Her hair has grown quickly… Just a few months back, we were having relationship problems, and I moved out. When she agreed to meet up with me, I almost didn’t recognize her. She wore a short, spunky hair do, had new clothes, she was leaner, and an attitude that told me she no longer needed me resonated off of her. It scared me. With our pause, I realized how much I’d become comfortable. Too damn comfortable. We met on common ground, at our favorite coffee shop. She was keeping busy by staring intently into her coffee mug. I got the feeling she was using its very warmth just to keep her going. It was a long and hard discussion, one that took courage from both parties. We had to break down walls we’d worked diligently as a team to put up together. We both felt like failures. When she found the strength to meet my gaze, I knew. I knew she was still mine, and I hers. Her eyes are the most expressive eyes I’ve ever encountered, and I would choose hers every day for the rest of my life.

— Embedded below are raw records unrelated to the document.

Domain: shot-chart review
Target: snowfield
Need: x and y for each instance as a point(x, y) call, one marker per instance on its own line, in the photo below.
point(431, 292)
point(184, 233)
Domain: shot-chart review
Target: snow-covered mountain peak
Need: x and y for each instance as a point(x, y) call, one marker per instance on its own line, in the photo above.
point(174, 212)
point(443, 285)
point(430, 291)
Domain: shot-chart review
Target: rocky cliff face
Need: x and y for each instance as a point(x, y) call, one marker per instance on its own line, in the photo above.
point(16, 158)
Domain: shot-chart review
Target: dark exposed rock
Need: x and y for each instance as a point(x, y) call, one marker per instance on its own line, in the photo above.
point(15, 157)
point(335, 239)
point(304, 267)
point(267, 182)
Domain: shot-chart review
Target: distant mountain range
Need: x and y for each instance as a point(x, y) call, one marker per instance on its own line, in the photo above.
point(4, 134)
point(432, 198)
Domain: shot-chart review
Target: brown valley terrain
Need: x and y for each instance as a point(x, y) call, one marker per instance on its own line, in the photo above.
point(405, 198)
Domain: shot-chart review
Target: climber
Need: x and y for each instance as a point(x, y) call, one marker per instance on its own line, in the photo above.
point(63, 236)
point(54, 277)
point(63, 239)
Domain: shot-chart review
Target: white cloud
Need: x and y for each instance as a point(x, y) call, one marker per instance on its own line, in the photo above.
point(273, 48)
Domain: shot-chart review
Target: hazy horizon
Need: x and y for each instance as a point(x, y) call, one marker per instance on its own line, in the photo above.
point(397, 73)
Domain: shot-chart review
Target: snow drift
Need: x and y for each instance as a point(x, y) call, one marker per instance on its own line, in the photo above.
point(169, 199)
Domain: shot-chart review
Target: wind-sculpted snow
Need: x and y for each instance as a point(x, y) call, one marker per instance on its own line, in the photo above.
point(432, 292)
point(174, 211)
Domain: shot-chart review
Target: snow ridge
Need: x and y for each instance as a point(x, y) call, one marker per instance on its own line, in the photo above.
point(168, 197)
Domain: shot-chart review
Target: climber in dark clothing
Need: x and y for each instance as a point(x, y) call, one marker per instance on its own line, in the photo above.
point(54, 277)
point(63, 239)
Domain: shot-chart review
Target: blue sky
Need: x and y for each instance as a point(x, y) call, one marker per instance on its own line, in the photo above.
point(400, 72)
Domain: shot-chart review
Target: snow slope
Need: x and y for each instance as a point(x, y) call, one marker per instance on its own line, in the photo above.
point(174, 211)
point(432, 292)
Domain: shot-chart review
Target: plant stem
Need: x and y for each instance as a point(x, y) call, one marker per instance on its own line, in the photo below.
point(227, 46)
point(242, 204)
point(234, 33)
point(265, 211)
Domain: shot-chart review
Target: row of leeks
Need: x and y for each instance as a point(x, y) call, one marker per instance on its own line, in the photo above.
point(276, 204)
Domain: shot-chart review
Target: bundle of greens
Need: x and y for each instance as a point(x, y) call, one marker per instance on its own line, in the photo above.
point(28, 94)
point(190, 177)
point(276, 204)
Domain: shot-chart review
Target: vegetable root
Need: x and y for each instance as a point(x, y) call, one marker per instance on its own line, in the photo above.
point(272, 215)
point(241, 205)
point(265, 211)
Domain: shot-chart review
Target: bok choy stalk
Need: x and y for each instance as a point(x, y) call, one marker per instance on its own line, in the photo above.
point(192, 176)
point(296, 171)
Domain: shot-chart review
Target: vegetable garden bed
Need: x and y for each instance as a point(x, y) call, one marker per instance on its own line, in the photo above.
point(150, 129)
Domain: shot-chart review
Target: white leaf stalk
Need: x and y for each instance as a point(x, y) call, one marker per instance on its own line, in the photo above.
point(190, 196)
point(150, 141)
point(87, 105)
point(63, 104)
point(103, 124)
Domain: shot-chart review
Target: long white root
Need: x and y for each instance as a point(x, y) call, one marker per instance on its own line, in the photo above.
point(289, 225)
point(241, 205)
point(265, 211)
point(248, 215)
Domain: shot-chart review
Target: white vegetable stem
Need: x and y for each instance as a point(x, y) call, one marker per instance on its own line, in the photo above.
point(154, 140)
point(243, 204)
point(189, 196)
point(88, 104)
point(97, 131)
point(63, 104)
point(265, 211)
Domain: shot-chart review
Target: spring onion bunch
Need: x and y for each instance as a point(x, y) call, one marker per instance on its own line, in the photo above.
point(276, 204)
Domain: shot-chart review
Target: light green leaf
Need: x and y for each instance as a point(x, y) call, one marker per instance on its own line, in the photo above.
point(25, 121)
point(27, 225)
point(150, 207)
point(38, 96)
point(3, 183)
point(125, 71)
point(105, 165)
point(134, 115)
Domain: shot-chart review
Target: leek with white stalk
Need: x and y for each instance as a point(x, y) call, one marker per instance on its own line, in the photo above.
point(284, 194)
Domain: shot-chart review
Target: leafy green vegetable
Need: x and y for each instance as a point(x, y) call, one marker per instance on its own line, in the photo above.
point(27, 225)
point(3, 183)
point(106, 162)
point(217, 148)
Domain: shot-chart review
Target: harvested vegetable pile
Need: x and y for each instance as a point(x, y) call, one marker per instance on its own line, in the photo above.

As she turned, her dancer like body seemed to glide across the room. Even in the sticky humidity, with her unruly bedhead reaching to the ceiling, I’m mesmerized by her beauty. Her physical beauty is obvious to all. It still manages to catch me off-guard. She teases me sometimes, and tells me my jaw should have a hinge on it in order to keep it shut. That’s what I love most about her, her ability to play. That, and her kindness. She just got up to turn the fan on for me. She could do without. She did it for me. As she walked to the bathroom, I watched intensely. The way she moves, lithely, with purpose. As I heard her start the shower, my mind raced for ideas to help show her I appreciate her.
Breakfast? A silly poem? Join her in the shower? Ummmmmmm. I performed an internet search, found the song I was looking for. I quickly located my small speakers amidst my messy closet. I scrounged to find her favorite candle. I went downstairs to peruse the fridge. Nothing screamed romantic or sexy, so I opted for toast with her favorite jelly and a cup of oj. Got the coffee pot started. I brought her snack upstairs, lit the candle, and laid it on the nightstand.
I took a deep breath and decided to go full cheese. I brought the speakers and my phone into the small bathroom. I peed and then hooked everything up. She peeked out once, but kept her curiosity at bay with a questioning glance. I pushed play on my phone. Incubus’ “Wish You Were Here” blared with harmonic clarity from the small speakers littering the limited space on the bathroom floor. The song has kind of been “ours” since the beginning of our relationship. I stepped into the shower to face you, and with perfect timing, embraced you while mouthing the words in alignment to Boyd’s soulful singing, “And in this moment I am happy. Happy. “.